Three Steamboat Springs men will be on trial later this month for their suspected connection with a hit-and-run accident that seriously injured a Hayden man last summer.
Richard Harris, 32, Patrick Grinage, 25, and Joshua Acord, 23, have been accused of helping Thomas Coleman, the driver and owner of the 1983 maroon Porsche 911 convertible that struck and seriously injured Jerry Bryant, 44, in downtown Steamboat on June 23.
Coleman, 45, a Steamboat Springs resident, pleaded guilty to vehicular assault in February. His sentencing is set for June 16.
The three men, subcontractors who have worked for Coleman, told police they were in Breckenridge the night of the accident. They denied having any knowledge of the hit-and-run or talking to Coleman shortly after the incident.
However, police acquired phone records that indicate numerous phone calls were placed between Coleman's cell phone and Harris', Grinage's and Acord's cell phones between the evening of June 22 and morning of June 23.

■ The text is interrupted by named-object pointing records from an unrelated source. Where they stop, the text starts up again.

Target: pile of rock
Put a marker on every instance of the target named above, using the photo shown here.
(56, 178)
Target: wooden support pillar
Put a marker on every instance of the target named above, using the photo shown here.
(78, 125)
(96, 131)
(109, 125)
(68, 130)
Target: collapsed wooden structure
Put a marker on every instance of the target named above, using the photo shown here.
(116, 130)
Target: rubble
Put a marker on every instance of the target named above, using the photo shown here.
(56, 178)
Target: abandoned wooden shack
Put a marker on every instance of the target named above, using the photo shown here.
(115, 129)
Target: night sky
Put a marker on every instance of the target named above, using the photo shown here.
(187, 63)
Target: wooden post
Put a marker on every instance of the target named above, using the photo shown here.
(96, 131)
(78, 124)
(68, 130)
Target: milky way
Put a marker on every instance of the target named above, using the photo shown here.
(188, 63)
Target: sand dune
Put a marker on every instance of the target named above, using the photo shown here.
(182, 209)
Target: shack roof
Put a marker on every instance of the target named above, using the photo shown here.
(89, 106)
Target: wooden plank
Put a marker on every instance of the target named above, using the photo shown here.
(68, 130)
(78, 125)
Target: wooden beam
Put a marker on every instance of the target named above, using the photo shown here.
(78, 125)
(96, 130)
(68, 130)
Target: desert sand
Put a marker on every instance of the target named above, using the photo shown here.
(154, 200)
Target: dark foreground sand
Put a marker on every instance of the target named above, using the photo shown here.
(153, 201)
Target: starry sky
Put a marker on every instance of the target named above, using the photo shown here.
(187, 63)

The three men have been charged with false reporting and with being accessories to a crime. Separate two-day trials have been set for Harris, Grinage and Acord on May 19 and 20, May 27 and 28 and May 29 and 30, respectively.
Former Deputy District Attorney David Moffat, who no longer works for the 14th Judicial District, unsuccessfully pushed for a single trial for all three men.
The matter still could be settled out of court. Assistant District Attorney Kerry St. James said he would let the court know by Friday whether the trials would move ahead.
At a pretrial conference for Harris, Grinage and Acord last week, Harris' attorney, Erick Nordstrom, asked that a statement Coleman disclosed to police be made available to them before the trials.
Thomas Coleman originally faced additional charges of driving under the influence of alcohol, failing to notify police and leaving the scene of an accident involving injury.
According to police reports, Coleman hit Bryant about 1 a.m. June 23 near the intersection of Seventh Street and Lincoln Avenue then sped away and later abandoned his vehicle.
Bryant's skull and left thumb were fractured and his left knee was injured when he was thrown onto the sports car's hood and hit the windshield, shattering it, before landing on the street, where he remained until help arrived.
Police said Coleman drove another block before turning onto Eighth Street. An officer arrived within minutes of the incident and found the 1983 maroon Porsche 911 parked in front of Antares restaurant at 57 1/2 Eighth St. Coleman was nowhere to be found.
Colorado law requires motorists to remain at the scene of an accident and render assistance as necessary.